If any of you actually need such constraint satisfaction in javascript, checkout my fd.js library [1]. You'll find einstein, sudoku and other puzzles in the tests.js file.
I also recommend a Mozart/Oz style interactive search tree explorer made by a student [2] .. built on fd.js.
In this riddle, the search space is a list of five permutations, the first being a permutation of the five nationalities (Brit, Swede, etc.), the next being a permutation of the five house colors and so on. A brute-force search would need to search (5!)^5 possibilities because there are 5! (equal to 120) permutations of 5 elements.
Some types of constraints force brute-force searches, for example if the MD5 sum of the list needs to match a particular value then there is little that we can do without trying every possible list of permutations. Some constraints allow faster, but still intractable, searches that grow exponentially with the size of the problem (knapsack problems fall into this category). In this riddle, we have 15 simple constraints; some can even be applied to individual permutations (e.g. "The Norwegian lives in the first house."). A straightforward solution thus presents itself to us. Here is the entire solution in Python:
from itertools import permutations as perms
for brit, swede, dane, norwegian, german in perms(range(5)):
if norwegian != 0: continue
for red, green, white, yellow, blue in perms(range(5)):
if brit != red: continue
if green != white - 1: continue
if norwegian not in [blue-1, blue+1]: continue
for tea, coffee, milk, beer, water in perms(range(5)):
if milk != 2: continue
if dane != tea: continue
if green != coffee: continue
for pallmall, dunhill, marlboro, winfield, rothmans in perms(range(5)):
if dunhill != yellow: continue
if winfield != beer: continue
if rothmans != german: continue
if marlboro not in [water-1, water+1]: continue
for dogs, birds, cats, horses, fish in perms(range(5)):
if swede != dogs: continue
if pallmall != birds: continue
if marlboro not in [cats-1, cats+1]: continue
if dunhill not in [horses-1, horses+1]: continue
nation = {brit: "Brit", swede: "Swede", dane: "Dane",
norwegian: "Norwegian", german: "German"}
print "The {} owns the fish".format(nation[fish])

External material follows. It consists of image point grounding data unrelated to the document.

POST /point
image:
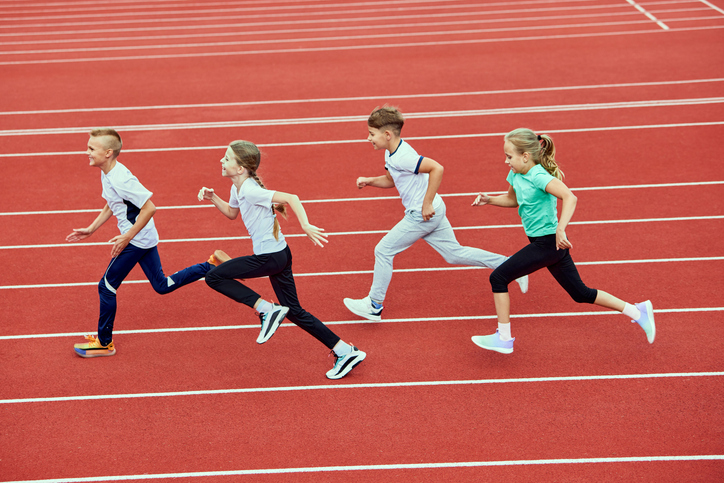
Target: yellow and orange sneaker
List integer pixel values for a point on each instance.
(94, 348)
(219, 257)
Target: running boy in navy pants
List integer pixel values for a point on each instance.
(130, 202)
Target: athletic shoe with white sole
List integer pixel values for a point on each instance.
(344, 364)
(364, 308)
(270, 322)
(94, 348)
(646, 321)
(493, 342)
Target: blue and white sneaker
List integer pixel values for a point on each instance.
(646, 321)
(493, 342)
(364, 308)
(344, 364)
(270, 322)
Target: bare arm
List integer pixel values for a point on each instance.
(384, 181)
(314, 233)
(507, 200)
(558, 189)
(435, 170)
(82, 233)
(223, 206)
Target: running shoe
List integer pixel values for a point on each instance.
(646, 321)
(270, 322)
(493, 342)
(344, 364)
(364, 308)
(94, 348)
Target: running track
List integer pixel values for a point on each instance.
(632, 93)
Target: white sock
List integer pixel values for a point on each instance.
(342, 348)
(263, 307)
(632, 311)
(504, 330)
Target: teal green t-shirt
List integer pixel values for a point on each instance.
(536, 207)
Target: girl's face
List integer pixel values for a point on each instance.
(229, 167)
(519, 163)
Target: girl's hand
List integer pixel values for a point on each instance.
(315, 234)
(206, 193)
(78, 234)
(481, 199)
(562, 240)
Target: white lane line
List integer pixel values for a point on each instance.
(381, 385)
(381, 198)
(363, 118)
(458, 318)
(367, 98)
(346, 48)
(387, 467)
(360, 141)
(368, 232)
(649, 15)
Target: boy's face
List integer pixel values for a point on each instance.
(97, 152)
(379, 139)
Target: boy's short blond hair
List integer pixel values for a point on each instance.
(114, 141)
(387, 117)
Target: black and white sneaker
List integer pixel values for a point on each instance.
(344, 364)
(270, 322)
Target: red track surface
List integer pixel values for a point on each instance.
(583, 398)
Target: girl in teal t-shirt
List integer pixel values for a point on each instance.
(535, 187)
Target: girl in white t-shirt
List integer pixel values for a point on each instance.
(535, 187)
(272, 257)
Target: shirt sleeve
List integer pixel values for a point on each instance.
(129, 188)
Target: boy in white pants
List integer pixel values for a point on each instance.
(417, 179)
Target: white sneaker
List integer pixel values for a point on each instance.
(344, 364)
(363, 308)
(270, 322)
(523, 282)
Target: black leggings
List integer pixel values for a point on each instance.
(278, 267)
(542, 253)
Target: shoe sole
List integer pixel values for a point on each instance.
(502, 350)
(348, 368)
(650, 310)
(366, 315)
(86, 354)
(273, 326)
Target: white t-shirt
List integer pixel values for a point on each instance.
(125, 196)
(404, 165)
(255, 207)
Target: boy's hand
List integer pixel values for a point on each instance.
(481, 199)
(78, 234)
(427, 211)
(315, 234)
(119, 243)
(206, 193)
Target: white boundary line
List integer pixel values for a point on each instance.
(649, 15)
(380, 385)
(368, 232)
(459, 318)
(360, 141)
(367, 98)
(386, 467)
(380, 198)
(400, 270)
(366, 46)
(363, 118)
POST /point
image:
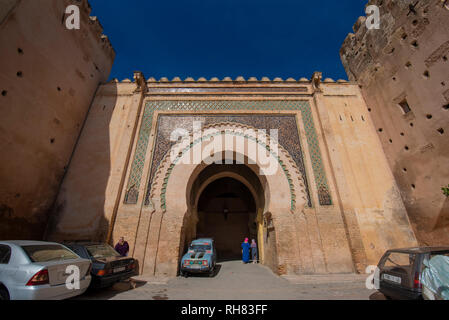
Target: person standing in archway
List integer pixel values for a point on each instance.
(245, 251)
(253, 251)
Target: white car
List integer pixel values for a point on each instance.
(36, 270)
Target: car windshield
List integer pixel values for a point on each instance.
(48, 252)
(101, 251)
(200, 247)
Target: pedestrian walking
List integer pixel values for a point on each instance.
(254, 251)
(122, 247)
(245, 251)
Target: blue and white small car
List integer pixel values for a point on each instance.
(200, 258)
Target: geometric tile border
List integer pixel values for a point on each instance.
(135, 176)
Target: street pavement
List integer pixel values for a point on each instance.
(237, 281)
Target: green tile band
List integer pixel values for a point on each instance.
(135, 176)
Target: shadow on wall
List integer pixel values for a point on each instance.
(443, 218)
(80, 210)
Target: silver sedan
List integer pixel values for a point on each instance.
(36, 270)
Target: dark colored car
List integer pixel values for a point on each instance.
(108, 266)
(400, 270)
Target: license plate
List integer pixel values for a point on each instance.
(391, 278)
(119, 269)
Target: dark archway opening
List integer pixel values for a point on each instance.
(227, 212)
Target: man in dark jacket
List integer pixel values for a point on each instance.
(122, 247)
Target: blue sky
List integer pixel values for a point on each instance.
(211, 38)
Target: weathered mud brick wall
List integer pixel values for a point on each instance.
(48, 78)
(403, 71)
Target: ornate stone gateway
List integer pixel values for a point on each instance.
(287, 162)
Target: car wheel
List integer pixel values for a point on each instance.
(4, 295)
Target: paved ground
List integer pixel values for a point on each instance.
(236, 281)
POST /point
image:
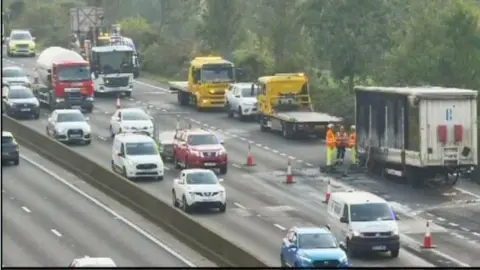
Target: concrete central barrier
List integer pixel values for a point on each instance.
(198, 237)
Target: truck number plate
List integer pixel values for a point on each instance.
(379, 248)
(210, 164)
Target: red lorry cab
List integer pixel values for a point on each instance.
(199, 149)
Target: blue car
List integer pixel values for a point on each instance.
(312, 248)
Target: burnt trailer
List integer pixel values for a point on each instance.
(417, 133)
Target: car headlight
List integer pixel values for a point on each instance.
(61, 130)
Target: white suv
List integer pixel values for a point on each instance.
(136, 156)
(198, 188)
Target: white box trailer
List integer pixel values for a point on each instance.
(417, 133)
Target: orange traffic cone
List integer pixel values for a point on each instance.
(289, 173)
(329, 192)
(427, 239)
(118, 105)
(250, 159)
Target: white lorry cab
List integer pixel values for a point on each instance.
(365, 221)
(136, 156)
(112, 69)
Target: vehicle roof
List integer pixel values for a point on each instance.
(200, 61)
(12, 68)
(243, 85)
(357, 197)
(418, 90)
(7, 134)
(127, 110)
(283, 77)
(110, 48)
(133, 138)
(61, 111)
(302, 230)
(188, 171)
(94, 261)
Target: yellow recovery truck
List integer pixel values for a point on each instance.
(285, 105)
(208, 79)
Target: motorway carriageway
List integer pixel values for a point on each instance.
(51, 217)
(261, 206)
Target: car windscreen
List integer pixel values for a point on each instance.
(21, 36)
(74, 74)
(140, 149)
(202, 139)
(20, 94)
(247, 92)
(13, 72)
(370, 212)
(202, 178)
(70, 117)
(135, 116)
(316, 240)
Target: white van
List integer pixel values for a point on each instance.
(365, 221)
(136, 156)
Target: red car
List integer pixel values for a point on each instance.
(199, 149)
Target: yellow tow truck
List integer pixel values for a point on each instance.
(208, 79)
(284, 104)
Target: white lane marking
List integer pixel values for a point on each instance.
(56, 233)
(111, 212)
(152, 86)
(240, 206)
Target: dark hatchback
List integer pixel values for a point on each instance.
(10, 151)
(19, 101)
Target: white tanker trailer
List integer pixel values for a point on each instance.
(63, 80)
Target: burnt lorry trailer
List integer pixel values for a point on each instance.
(422, 134)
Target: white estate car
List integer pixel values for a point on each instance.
(136, 156)
(93, 262)
(69, 125)
(198, 188)
(241, 99)
(131, 120)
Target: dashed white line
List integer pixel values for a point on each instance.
(240, 206)
(56, 232)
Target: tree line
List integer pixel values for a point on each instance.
(338, 43)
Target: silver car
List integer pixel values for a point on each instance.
(69, 126)
(15, 76)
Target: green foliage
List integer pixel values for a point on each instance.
(338, 43)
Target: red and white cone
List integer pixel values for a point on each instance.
(289, 173)
(427, 239)
(118, 105)
(329, 192)
(250, 159)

On my old laptop this solution runs in 0.023 seconds of real time using Python 2.7. I haven't tried it using Pypy. Notice that in order to cut off branches of the search space as soon as possible, I introduce the tests for the constraints as soon as possible while generating the permutations. This is standard Python and only needs one function (permutations) from the standard library.
Normally, inner loops are executed more times than outer loops, but in this program the inner loops are skipped (because of the continue statements) when constraints fail in the the outer loops. The five loops are executed a total of 69, 1265, 520, 890 and 109 times respectively (I put counter in each loop, all counters were initialized before any of the loops begin).
Python is great for simple problems like this. I wrote this program while waiting for my daughter to come downstairs to be driven to school this morning.
Presented with a page like this, obviously I sat down to solve the puzzle. :) For others who do the same, CRUCIAL CLARIFICATION: The constraint that "The green house is on the left of the white house" must be read as saying that the green house is immediately to the left of the white house, not merely that it is somewhere to the left (otherwise you don't have quite enough information to continue).
It's a really well-constructed puzzle, though: the identity of the fish owner is the very last part of the grid that you get to fill in.
In case anyone else misunderstood the title, this article doesn't demonstrate the unique ability of Lisp to solve this problem. The method they use is constraint solving using backtracking. This could be implemented in any language.
It is a good illustration of code-as-data in Lisp. It's just that in this case, code-as-data doesn't seem to be a particular advantage in solving the problem (it's not a disadvantage either, just a stylistic difference).
So this article could have been 'A C solution to "Einsteins Riddle"' if C had been chosen as the language. Not a criticism, just a clarification, since HN is full of people looking for the true potential of new/different languages.
These kind of problems are more elegantly solved in logic (aka relational) programming languages like Prolog and similar logic programming implementations like miniKanren & Clojure's core.logic. Here's the same problem solved using Clojure's core.logic library https://github.com/swannodette/logic-tutorial/blob/master/sr...
One issue that I found when solving problems like this is that, to achieve speed, it can become necessary to use many nested lets. That could hurt readability. Nobody wants to see a line of code nested 20 tabs deep!
and then express amb-like computations in effectively the same way:
sample :: [(Int, Int)]
sample = do
x <- [1,2,3,4,5]
y <- [1,2,3,4,5]
require (x == 2 * y)
return (x, y)
after which the value of sample is [(2,1),(4,2)]. (Also, my require is effectively the same as the guard function found in Control.Monad, specialized for lists.)